Top 5 things to know about edge computing
Tom Merritt tells us what to know and how it will help us in the future.
Ever try to buy something online that’s in high demand, like a new phone, only to get shut down because you can’t get the page to load? You’re a victim of distance. Your request had to go all the way to the regional data center and back, and it can’t go faster than the speed of light.
Edge computing can help cut down that distance. Here are five things to know about edge computing.
SEE: 5G: What it means for edge computing (free PDF) (TechRepublic)
- It’s about data you don’t need to store. A lot of processing is spent sending data to a server for it to analyze and then decide to act on. If the analysis can happen closer to you, that reduces what has to be sent to the data center and speeds things along. A great example is autonomous cars reacting to changing traffic conditions by getting data from nearby sensors directly, instead of from a central server.
- It depends a little on smart devices. An Internet of Things device with a little machine learning can help run things at the edge that otherwise would have to go up into the cloud. For instance, those traffic sensors need to be smart enough to know what to tell the cars.
- 5G will help. The vast improvements in lag and latency obviously help but also the ability to have more devices on a 5G node means there’s more room on a network to have edge devices. Like, once again, those traffic sensors.
- It can help the office, too. Virtual desktops can save money, increase security and allow mobility. To make them practical, you don’t just need a fast connection you need a close connection. Lightweight apps that can do most tasks from nearby edge computing resources make virtual desktops much more viable.

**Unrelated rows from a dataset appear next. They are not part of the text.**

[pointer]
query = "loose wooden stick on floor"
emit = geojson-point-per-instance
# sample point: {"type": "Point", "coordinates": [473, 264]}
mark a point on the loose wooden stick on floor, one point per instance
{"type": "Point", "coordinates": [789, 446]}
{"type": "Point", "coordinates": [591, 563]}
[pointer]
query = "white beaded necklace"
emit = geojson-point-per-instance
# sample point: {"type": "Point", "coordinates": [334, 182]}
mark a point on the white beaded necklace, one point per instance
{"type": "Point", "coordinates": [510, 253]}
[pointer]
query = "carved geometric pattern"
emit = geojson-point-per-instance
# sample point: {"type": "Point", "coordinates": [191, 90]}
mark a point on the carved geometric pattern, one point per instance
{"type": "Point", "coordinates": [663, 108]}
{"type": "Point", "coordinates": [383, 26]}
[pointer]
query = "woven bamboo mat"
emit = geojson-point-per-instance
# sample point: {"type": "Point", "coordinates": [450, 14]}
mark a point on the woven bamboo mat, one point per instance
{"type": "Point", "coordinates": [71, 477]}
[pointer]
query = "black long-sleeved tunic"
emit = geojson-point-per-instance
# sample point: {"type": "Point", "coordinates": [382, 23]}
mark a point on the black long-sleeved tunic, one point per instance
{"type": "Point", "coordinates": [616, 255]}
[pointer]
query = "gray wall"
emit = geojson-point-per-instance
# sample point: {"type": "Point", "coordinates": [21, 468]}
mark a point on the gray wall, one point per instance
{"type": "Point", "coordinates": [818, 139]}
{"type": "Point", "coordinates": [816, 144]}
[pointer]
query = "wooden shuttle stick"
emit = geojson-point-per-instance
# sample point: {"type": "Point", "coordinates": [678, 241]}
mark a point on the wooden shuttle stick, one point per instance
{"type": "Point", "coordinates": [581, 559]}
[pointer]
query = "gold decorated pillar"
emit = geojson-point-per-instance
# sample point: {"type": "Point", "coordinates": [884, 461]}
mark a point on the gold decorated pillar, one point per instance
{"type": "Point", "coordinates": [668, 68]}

- It’s going to take work. Edge computing is a few years out and meanwhile everyone is rewriting apps for the cloud. They may have to re-re-write them for the edge at some point, so keep that in mind. Not all the data will stay at rest in the data center forever.
Yes, someday online games will be just as good on mobile, and everyone will have an equal chance to get BTS tickets no matter how close to the data center they live. That’s when we’ll all be living on the edge.